A recent discussion on Google+ got me thinking about improvisation as a gamemaster. Some of my favorite experiences running Savage Worlds have come directly from a player haring off in a random direction that I didn’t plan, and needing to adapt on the fly to what they wanted to do. As an example, here’s the story of “Short Tom”.
In the first playtest of Children of the Apocalypse, the players were trying to negotiate a treaty between their home city-state and a larger, more powerful neighbor. One of the players decided he wanted to get the lowdown on the local criminal population, and made an amazing multi-raise Streetwise roll. Suddenly, I needed to invent a contact for this player to connect into the local population of rogues. I directed him to a seedy tavern, and then had the bartender direct him to “Short Tom” in the back. “Short Tom” was a pointman for people seeking under-the-table extralegal services. To add some fun, I decided “Short Tom” was a job, not a person, and so when the player came back looking for “Short Tom” the next day, it was a completely different person.
OK, so where did all that stuff come from? Two basic answers: first, tropes. The more tropes you know, the easier it is to drop them in to an adventure when you have nothing prepared. Tropes work because they’re expected; it makes sense to the players that a criminal contact would be at a back table in a seedy tavern and operate under a pseudonym. If you’re willing to fall into a bit of a black hole, TV Tropes is an amazing (and enormous) resource for pulling tropes out of popular TV, movies, comics, and fiction.
And that brings me to the second answer – genre immersion. Whatever genre game you’re running, read, watch, and listen to as much material from that genre as possible. Running a gritty SF game? Watch Battlestar Galactica (the new one, obviously), read the Expanse series, go peruse the rulebooks for games like Eclipse Phase and Nova Praxis.

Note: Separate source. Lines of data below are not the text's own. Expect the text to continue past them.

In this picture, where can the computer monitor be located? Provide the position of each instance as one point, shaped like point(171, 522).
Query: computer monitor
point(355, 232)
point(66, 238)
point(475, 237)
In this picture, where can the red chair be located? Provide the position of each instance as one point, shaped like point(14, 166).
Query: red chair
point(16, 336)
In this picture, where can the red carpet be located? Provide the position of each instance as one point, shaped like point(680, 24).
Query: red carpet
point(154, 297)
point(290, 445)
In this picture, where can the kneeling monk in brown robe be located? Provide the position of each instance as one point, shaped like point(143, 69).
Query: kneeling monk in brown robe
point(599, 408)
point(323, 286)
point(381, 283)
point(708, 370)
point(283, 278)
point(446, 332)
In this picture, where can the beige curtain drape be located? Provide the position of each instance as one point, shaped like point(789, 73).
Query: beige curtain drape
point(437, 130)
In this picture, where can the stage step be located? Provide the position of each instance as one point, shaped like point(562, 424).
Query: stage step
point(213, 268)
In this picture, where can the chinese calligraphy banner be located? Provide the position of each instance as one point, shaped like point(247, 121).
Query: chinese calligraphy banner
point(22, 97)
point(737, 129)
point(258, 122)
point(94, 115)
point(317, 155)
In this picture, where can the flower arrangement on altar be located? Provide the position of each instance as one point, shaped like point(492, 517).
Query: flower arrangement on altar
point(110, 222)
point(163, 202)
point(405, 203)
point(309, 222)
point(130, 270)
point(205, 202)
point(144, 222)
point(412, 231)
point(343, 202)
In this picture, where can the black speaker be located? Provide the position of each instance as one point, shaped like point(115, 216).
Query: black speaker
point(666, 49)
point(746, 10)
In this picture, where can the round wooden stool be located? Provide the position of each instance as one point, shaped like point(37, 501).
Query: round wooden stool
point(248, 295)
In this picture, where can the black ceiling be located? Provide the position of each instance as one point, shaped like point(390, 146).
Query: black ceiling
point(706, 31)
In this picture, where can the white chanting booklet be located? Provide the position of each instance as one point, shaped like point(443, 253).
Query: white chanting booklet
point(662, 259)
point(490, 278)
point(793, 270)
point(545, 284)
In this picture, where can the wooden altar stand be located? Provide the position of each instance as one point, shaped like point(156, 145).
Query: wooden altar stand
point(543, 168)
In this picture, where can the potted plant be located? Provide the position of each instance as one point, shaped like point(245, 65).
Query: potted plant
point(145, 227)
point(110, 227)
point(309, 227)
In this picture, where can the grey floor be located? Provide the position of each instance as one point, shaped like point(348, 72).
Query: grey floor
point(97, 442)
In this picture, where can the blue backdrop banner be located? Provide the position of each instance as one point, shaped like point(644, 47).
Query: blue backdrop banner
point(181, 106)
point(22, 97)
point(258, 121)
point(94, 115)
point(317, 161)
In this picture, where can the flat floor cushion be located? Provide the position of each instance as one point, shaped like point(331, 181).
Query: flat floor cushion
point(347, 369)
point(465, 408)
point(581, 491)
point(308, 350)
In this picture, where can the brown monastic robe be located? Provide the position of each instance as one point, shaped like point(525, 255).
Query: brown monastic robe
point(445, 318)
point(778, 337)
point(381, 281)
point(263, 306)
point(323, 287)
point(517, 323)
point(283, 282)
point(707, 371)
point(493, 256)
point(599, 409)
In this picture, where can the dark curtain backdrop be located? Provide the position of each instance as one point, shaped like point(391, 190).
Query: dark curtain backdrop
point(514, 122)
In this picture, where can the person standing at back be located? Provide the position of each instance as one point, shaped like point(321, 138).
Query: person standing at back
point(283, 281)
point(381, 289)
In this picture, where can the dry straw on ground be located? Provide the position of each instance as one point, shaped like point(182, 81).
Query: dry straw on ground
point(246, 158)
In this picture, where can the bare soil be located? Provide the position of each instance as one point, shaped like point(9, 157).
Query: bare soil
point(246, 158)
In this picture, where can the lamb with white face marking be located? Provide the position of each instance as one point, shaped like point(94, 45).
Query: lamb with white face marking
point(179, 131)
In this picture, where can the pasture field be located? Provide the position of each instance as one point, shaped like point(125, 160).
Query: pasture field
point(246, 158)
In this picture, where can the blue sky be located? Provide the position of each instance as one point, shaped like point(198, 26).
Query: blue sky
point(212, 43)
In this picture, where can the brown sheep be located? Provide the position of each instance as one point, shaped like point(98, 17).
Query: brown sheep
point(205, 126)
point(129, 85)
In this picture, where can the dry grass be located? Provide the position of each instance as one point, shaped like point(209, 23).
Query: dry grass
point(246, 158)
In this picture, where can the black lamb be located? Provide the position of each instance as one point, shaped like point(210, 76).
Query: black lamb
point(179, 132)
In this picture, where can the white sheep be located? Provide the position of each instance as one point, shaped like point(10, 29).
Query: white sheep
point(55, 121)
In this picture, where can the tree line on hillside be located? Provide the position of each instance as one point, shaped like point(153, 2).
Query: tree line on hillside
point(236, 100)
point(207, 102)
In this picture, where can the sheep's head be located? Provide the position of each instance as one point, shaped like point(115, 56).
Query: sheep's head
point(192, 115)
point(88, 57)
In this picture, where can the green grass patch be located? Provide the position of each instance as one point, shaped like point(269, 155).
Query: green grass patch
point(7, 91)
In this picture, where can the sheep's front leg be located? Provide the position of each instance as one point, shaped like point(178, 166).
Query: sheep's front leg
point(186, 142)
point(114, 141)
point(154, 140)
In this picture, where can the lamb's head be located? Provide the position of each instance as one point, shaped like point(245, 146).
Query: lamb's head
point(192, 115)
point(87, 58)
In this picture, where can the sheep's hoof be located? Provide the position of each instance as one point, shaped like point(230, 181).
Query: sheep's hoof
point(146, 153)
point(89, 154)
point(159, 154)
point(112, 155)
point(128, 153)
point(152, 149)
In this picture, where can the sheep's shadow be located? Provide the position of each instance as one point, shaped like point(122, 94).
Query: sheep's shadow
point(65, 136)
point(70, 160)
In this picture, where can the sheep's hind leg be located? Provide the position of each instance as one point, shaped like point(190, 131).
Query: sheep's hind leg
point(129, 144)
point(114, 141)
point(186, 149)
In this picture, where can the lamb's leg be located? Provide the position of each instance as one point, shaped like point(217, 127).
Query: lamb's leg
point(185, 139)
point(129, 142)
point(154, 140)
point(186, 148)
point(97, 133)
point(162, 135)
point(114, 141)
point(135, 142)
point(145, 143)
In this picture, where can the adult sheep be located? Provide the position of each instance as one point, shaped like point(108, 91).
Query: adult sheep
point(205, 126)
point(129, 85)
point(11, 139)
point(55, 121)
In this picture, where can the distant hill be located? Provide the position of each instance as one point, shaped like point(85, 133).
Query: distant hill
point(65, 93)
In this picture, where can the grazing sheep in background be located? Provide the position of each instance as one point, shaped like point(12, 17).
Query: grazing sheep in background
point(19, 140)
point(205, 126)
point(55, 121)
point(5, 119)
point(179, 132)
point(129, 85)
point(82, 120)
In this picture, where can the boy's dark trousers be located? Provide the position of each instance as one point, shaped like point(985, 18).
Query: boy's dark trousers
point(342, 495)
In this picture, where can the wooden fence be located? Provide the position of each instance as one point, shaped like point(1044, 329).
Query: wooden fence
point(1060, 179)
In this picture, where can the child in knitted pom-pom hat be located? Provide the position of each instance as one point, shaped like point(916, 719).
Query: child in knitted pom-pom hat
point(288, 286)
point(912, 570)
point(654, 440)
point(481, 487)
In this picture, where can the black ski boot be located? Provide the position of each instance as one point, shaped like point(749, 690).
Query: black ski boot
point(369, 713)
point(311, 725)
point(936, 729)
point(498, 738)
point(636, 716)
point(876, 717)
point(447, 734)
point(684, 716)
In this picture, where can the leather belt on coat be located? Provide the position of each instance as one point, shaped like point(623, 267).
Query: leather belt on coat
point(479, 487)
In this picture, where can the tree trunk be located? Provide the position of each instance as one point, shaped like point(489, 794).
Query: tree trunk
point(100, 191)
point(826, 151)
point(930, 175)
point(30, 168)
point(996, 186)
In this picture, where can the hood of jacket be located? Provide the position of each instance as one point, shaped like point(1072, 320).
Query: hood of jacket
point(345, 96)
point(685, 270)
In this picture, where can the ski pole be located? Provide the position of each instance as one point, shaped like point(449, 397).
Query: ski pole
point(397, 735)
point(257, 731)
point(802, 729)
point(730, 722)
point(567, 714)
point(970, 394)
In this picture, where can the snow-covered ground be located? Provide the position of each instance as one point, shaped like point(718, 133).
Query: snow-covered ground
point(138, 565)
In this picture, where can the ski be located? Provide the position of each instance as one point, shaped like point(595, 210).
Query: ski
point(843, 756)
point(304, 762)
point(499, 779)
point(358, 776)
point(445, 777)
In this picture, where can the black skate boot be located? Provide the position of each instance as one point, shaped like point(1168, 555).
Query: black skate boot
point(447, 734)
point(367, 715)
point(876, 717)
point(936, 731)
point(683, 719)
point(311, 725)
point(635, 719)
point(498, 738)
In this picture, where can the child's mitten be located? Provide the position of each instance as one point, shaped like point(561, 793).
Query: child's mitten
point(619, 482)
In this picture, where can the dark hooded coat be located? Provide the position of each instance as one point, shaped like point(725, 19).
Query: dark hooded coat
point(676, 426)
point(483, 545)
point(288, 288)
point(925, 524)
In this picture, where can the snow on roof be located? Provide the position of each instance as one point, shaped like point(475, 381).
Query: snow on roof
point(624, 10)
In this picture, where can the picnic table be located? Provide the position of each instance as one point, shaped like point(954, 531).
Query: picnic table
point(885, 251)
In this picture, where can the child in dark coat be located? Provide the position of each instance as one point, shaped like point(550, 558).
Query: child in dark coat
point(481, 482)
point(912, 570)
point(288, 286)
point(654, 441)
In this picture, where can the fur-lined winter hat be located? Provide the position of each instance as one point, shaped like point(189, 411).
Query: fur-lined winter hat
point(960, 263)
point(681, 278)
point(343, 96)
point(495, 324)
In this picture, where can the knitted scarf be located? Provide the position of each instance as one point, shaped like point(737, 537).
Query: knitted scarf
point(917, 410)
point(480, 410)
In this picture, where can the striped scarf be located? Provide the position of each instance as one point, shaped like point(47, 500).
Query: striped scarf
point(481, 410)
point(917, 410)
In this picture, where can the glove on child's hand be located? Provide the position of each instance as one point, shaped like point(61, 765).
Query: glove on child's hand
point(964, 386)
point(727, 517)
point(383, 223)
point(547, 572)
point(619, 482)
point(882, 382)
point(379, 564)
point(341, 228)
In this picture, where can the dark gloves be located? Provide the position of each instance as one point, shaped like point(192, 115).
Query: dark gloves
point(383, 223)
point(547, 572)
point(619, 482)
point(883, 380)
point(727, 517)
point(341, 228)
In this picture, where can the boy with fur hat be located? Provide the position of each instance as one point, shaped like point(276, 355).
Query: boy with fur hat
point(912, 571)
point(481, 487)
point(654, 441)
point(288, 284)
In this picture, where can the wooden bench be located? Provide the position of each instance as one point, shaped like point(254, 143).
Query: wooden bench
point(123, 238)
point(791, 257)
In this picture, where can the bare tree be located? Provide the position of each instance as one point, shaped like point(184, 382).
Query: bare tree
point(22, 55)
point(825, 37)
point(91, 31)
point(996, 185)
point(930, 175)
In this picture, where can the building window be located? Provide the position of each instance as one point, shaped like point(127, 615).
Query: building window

Immersing yourself in the genre lets you pull ideas from multiple sources, which avoids purely derivative ideas (there’s a mysterious Ranger in the back of the tavern, and, um, yeah, he’s actually the lost heir to the throne!), but also gives you a chance of coming up with something interesting when the players go way, way off plan.
(And for my favorite media example of players going not just off the rails, but off the entire planet, check out Darths and Droids.)